Les Dursley, pourtant invités, n’avaient pas fait le déplacement, complètement indifférents à la mort de leur neveu. Si au moins il avait été enterré à l’Eglise, peut-être auraient-ils fait un effort… mais de toute façon, pour eux, ce mécréant dégénéré ne le méritait pas, son âme était damnée.
Les principaux amis du défunt avaient survécus et se retrouvèrent donc tous dans une salle aux ornementations funèbres. Le premier ministre y alla de son petit speech puis laissa les convives se débrouiller. La réception ne traina pas en longueur, chacun préférant digérer ces dernières heures tranquillement, dans l’intimité. Un groupe d’adolescents en particulier se dirigea vers la sortie une heure à peine après être arrivés, ils avaient déjà assez donné. Ils marchèrent en silence jusqu’à la zone de transplanage.
- On se retrouve tous au Terrier ? Demanda soudain Ron, brisant le silence.
Les autres acquiescèrent et tous disparurent à tour de rôle.
M. et Mme Weasley étaient encore au Ministère, ils devraient y rester tant que le ministre y serait, aussi la maison était-elle vide.

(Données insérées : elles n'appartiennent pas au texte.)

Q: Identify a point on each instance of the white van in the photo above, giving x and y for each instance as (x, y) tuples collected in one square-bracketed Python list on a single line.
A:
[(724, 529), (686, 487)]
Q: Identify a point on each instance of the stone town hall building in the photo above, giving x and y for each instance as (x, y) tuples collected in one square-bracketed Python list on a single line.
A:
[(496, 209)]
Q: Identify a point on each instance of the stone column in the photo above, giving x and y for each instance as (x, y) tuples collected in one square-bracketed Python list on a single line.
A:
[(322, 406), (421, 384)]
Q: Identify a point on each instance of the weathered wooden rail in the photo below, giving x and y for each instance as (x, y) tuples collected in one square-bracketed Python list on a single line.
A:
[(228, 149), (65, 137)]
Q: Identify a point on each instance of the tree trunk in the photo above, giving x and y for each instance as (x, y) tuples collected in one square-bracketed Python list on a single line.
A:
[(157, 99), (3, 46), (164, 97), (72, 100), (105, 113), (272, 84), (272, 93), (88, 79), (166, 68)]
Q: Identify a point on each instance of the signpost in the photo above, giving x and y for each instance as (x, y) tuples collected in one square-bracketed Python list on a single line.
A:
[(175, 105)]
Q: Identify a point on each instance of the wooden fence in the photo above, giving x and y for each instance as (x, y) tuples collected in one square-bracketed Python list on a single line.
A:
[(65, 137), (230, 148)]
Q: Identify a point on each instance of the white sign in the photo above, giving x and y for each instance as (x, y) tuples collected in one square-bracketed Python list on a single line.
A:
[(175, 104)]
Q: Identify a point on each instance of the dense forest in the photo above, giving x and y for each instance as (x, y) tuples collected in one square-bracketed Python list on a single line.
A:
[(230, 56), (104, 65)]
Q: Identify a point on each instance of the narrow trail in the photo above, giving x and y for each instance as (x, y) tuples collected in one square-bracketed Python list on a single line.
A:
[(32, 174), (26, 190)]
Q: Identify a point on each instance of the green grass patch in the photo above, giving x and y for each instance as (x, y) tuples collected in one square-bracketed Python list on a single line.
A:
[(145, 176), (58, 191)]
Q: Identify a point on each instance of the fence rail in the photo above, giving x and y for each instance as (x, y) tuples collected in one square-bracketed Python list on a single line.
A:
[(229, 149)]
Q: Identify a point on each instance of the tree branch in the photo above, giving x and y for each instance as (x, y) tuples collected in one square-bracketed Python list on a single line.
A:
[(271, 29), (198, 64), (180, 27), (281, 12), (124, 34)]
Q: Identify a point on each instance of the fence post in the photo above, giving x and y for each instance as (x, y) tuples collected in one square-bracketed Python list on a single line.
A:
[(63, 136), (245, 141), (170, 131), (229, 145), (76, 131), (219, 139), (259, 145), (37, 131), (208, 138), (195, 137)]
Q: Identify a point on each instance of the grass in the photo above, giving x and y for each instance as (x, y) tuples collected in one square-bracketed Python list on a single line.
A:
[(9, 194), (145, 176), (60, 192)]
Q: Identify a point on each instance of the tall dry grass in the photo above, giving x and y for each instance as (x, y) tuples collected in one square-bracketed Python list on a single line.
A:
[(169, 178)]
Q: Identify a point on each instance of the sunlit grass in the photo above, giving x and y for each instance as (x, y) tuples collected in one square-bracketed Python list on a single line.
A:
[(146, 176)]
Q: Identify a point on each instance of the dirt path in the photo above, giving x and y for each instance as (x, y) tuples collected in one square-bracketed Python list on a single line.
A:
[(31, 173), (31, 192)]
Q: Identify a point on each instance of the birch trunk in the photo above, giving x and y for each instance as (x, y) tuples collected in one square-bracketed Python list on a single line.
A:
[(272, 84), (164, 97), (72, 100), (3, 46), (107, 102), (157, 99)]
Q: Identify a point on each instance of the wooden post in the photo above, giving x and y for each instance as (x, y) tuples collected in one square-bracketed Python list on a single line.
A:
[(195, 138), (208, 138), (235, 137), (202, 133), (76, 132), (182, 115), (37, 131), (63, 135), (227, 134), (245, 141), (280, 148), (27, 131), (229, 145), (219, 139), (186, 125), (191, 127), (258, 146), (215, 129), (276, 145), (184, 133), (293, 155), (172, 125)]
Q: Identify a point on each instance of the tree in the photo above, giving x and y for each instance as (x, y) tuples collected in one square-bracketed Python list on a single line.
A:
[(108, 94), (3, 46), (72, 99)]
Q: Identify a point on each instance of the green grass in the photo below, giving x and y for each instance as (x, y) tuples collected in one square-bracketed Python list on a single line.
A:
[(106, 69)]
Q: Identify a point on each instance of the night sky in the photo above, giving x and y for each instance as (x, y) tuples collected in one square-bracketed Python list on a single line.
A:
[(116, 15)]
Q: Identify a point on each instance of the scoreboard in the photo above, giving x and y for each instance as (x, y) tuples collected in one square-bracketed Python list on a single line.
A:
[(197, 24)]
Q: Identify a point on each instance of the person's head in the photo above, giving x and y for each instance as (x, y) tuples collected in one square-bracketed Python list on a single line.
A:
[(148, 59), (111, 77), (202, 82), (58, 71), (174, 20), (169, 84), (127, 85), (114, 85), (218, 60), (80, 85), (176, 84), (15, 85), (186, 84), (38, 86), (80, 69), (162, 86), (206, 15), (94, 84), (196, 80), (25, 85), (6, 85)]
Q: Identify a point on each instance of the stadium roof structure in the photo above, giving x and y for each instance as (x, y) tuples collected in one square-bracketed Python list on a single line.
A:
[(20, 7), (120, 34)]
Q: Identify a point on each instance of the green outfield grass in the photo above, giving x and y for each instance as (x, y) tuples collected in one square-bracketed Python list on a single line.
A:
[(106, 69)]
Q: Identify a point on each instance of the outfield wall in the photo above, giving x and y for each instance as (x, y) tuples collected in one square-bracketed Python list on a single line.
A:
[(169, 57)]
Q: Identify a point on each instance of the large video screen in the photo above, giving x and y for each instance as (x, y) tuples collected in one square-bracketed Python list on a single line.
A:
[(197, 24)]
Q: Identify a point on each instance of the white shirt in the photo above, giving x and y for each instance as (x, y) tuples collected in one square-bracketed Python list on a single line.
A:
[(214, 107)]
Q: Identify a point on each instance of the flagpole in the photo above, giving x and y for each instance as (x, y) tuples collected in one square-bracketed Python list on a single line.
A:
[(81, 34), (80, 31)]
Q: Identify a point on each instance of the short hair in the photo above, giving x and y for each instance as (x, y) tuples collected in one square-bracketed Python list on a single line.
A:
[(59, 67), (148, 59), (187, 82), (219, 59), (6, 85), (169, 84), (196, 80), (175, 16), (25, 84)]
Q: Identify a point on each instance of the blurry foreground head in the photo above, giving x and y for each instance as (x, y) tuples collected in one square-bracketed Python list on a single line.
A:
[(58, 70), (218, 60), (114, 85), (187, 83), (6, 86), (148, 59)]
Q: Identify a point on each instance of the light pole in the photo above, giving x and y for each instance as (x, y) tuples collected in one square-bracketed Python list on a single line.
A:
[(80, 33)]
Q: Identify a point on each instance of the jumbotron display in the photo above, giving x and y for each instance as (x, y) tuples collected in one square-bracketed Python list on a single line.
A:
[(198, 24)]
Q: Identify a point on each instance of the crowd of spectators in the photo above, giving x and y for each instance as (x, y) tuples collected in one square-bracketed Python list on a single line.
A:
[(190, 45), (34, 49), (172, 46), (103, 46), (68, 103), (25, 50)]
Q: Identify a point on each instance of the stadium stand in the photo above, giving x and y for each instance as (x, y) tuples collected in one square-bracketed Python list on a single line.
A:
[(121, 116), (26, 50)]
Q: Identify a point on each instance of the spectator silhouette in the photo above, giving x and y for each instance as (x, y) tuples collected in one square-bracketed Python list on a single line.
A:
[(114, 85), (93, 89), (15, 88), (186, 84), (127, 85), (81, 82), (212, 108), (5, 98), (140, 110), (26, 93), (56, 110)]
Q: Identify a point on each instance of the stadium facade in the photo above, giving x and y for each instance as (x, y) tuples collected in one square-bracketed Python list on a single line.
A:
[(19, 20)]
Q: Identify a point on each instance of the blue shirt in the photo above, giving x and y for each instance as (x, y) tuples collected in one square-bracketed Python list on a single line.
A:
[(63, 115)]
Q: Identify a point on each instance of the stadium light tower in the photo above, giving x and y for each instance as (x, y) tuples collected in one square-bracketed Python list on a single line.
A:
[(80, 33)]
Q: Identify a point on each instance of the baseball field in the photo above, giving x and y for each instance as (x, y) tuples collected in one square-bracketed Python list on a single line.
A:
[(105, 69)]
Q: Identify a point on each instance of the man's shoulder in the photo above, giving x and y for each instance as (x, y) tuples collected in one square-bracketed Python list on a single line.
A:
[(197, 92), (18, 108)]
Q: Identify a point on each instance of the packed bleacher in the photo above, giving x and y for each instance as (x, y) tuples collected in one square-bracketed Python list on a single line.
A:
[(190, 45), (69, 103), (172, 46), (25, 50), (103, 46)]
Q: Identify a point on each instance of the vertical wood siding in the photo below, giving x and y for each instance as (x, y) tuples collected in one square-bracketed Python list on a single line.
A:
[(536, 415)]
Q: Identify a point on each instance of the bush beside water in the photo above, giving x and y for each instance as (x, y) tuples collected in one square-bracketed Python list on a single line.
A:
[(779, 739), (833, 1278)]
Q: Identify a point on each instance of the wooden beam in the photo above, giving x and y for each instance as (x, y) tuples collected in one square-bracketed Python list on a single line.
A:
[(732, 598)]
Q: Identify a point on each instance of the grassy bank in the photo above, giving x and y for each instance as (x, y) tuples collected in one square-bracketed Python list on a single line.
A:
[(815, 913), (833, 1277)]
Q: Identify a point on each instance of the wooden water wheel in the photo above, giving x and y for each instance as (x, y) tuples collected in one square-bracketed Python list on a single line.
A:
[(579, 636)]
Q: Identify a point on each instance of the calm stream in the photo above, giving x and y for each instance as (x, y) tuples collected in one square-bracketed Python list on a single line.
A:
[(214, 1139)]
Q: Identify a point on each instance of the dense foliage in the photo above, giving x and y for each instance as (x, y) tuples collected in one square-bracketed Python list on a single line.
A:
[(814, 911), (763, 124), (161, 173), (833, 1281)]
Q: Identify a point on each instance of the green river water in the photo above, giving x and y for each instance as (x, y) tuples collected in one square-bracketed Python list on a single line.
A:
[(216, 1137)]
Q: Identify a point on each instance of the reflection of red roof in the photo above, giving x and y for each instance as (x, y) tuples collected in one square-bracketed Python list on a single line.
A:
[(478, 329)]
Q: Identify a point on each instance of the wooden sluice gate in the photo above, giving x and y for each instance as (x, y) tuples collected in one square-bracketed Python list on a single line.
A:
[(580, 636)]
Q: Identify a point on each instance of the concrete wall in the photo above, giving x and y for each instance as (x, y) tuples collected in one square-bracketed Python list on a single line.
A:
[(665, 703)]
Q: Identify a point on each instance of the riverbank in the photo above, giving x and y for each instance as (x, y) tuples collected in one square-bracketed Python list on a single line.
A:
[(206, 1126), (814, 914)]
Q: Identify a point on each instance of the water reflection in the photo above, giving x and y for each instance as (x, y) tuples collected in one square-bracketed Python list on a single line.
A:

- Tu viens Ron, on va chercher à boire. Décréta Ginny quand ils furent tous au salon.
- J’arrive.
La guerre était terminée depuis 2 semaines et Harry, plongé dans le coma, mort au début de la deuxième. Ils étaient tous fatigués et tristes, l’Elu n’ayant pas été le seul à mourir. Ginny et Ron revinrent avec des bièreaubeurre et du whisky pur feu. La jeune rousse se blottit contre Drago qui passa son bras autour de ses épaules. Ron en fit autant avec Hermione qui l’avait enfin laissé prendre la place à laquelle il aspirait depuis si longtemps. Ils discutèrent, évoquant des souvenirs heureux, puis doucement, les conversations se tarirent et ceux qui ne logeaient pas là rentrèrent chez eux.
Molly et Arthur revinrent et rapidement, tous se mirent à table, l’atmosphère était morose, aussi le diner ne s’éternisa pas.
Le blond vivait au Terrier en attendant son procès, car, bien qu’il ait rejoint l’Ordre et que cela fut déterminant lors de la bataille finale, il était un Mangemort et l’appui du clan Weasley contribuerait à faire pencher la balance. Ses parents faisaient de même au manoir.
- J’en peux plus ! Gémit Ginny. Je monte, tu me rejoins ?
- Dans quelques minutes. Répondit Drago plantant un bisou sur la pommette parsemée de tâches de rousseur.
La jeune fille sourit et disparut dans les escaliers.
- J’vais prendre une douche. Annonça Ron. Bonne nuit !
- C’est ça à demain.
Il ne resta plus que Drago et Hermione. Cette dernière semblait nerveuse. D’un signe de tête, elle fit lui comprendre de la suivre dans le jardin. Une fois dehors, ils marchèrent quelques minutes en silence, puis elle se mit à parler.
- Je… j’ai fais une découverte à propos d’Harry. Tu te rappelles quand nous étions à l’hôpital, ce que nous a dit ce médicomage ? Je sais pourquoi. C’est quelque chose d’hallucinant, qu’aucun de nous, qui étions pourtant ses amis, n’avons vus. Je me sens très mal depuis cette découverte, je culpabilise… j’aurais dû comprendre, j’aurais pu l’aider, mais il a tout gardé pour lui.
Elle se tourna vers lui et sorti quelque chose de son sac.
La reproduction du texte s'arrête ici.